"Had I been told as a child in the 1950s that my life would one day run parallel with that of a penguin - that for a time, at least, it would be him and me against the world - I would have taken it in my stride. After all, my mother had kept three alligators at the house in Esher until they grew too big and too dangerous for that genteel town, when keepers from the Chessington Zoo had come and removed them."
I recently found myself in a severe book rut, the likes of which I can't remember having suffered before. I had DNF'd three straight audiobooks (and only hate-finished the fourth because I just had to see if it was as aggravating as I thought it was - answer, yes) and wasn't having much better luck with tree- or e-books. To be fair, life in general has been nothing but a wheelbarrow full of upheaval lately. I needed something special to snap me out of my malaise.
I'm a sucker for a well-told animal rescue story, so I hitched my happy-reading wagon to Tom Michell's The Penguin Lessons: What I Learned from a Remarkable Bird. Boy did this brief but utterly charming memoir help me waddle right out of my literary doldrums.
In the mid-1970s, Michell, then 23, left his native England for a position at an Argentinian boarding school. On a weekend jaunt to Uruguay, he came across the horrific results of an oil spill: hundreds of dead, beached penguins. When one mighty penguin showed signs of life, Michell felt he had no choice but to rescue the plucky fellow, who he (quite hilariously) cleaned up, smuggled back to Argentina, and ultimately christened Juan Salvado.
If you're given to anthropomorphizing, you'll love this book. If you're not, I dare you to read this gem and not come away with a different feeling and understanding about the minds and emotions of animals. Juan Salvado is a sheer delight - to Michell, his students, his cleaning lady, school staff, and, I'm betting, most readers. At turns warm and laugh-out-loud funny (I literally did "lol" at Michell's efforts to clean the bird in a posh Uruguayan apartment), I was entranced from beginning to end.
The Penguin Lessons also provides interesting insight into Argentina and its people in the 1970s. It was a difficult time, politically, socially, and environmentally ("terrorism was rife; murder and kidnappings were everyday events"), and any dip into those territories runs the risk of becoming preachy or, well, political.

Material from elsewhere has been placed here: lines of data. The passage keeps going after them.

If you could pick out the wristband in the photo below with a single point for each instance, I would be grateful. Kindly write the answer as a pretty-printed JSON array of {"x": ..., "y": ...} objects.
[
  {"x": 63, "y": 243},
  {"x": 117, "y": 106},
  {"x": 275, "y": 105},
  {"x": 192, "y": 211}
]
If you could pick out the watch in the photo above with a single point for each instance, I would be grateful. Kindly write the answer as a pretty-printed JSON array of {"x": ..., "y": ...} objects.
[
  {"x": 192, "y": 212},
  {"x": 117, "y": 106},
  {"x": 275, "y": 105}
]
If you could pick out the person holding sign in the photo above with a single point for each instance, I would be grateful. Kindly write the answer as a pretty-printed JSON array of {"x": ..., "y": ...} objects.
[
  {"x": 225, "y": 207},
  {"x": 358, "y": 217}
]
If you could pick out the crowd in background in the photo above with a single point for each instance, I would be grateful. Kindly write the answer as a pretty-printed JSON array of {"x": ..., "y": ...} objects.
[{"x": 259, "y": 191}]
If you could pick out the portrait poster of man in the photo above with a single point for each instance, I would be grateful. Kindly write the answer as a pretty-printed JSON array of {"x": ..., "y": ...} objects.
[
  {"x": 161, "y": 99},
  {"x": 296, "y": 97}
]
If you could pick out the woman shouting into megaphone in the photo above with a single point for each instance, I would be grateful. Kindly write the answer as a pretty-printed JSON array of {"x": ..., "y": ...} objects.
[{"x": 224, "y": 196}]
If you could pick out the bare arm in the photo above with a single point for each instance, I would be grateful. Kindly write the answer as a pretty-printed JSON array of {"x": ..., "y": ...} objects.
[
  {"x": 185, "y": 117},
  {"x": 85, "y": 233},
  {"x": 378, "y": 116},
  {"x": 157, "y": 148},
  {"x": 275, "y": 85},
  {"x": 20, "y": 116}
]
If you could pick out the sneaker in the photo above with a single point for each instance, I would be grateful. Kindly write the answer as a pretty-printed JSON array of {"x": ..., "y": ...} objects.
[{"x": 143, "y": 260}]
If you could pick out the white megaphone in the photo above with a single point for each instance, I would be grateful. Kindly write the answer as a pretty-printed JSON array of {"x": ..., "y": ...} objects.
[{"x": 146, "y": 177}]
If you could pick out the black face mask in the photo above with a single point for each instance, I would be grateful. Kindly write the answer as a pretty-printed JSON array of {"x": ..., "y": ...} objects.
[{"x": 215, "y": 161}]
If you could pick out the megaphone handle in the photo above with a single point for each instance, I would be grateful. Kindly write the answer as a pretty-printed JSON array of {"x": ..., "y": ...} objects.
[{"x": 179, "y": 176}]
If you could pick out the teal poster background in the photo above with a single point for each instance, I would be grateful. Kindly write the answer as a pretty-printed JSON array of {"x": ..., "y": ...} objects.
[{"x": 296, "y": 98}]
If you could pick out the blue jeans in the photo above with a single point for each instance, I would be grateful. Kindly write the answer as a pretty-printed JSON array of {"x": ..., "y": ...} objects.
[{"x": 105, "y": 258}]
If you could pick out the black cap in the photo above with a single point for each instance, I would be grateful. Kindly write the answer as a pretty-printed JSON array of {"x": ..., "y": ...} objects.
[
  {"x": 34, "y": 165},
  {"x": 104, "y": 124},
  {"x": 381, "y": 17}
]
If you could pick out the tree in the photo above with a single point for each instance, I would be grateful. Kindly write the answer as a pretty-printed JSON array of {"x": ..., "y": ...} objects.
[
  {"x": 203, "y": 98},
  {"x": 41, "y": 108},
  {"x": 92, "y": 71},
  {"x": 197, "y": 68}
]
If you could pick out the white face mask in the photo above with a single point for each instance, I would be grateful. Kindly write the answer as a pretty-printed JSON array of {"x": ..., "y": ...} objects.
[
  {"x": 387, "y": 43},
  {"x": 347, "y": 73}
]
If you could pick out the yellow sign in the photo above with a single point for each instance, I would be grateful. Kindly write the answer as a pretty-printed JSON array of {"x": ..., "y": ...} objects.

I thought Michell walked that line perfectly. The information added necessary flavor and background information without overpowering the story Michell set out to tell. "Juan Salvador was a penguin who charmed and delighted everyone who knew him in those dark and dangerous days."
I recently read another animal rescue story that dealt with "lessons learned" from the animal and it turned out to be nothing but an excuse to quote Bible scripture. So I've become a bit wary of that tag line. Nothing to fear here. We all have things to learn from listening to animals, and this story stays true to the themes of rescue, friendship, and compassion.
A slim volume at just 240 pages, with chapter headings alone worth the read (i.e, "7 Upstairs Downstairs. In which Juan Salvado takes up residence and hosts a house-warming party"), this would be a great holiday gift for the animal lovers in your life. I know it's on my list.
STREET SENSE: Michell has hit this one out of the park. A funny and heartwarming story that lives up to Michell's quest to live a grand adventure in his twenties. Highly recommended.
A FAVORITE PASSAGE: All of a sudden I was hoping against hope that the penguin would survive because, as of that instant, he had a name and his name was Juan Salvador Penguino, and with his name came a surge of hope and the beginning of a bond that would last a lifetime. That was the moment at which he became my penguin, and whatever the future held, we'd face it together.
COVER NERD SAYS: C'mon. A PENGUIN WEARING A SCARF. If you can resist that, I'm not sure I know who you are. I love the art work on this cover and although I haven't yet seen it in person it looks as though it may even be letterpress. A+ stuff worthy of the innards.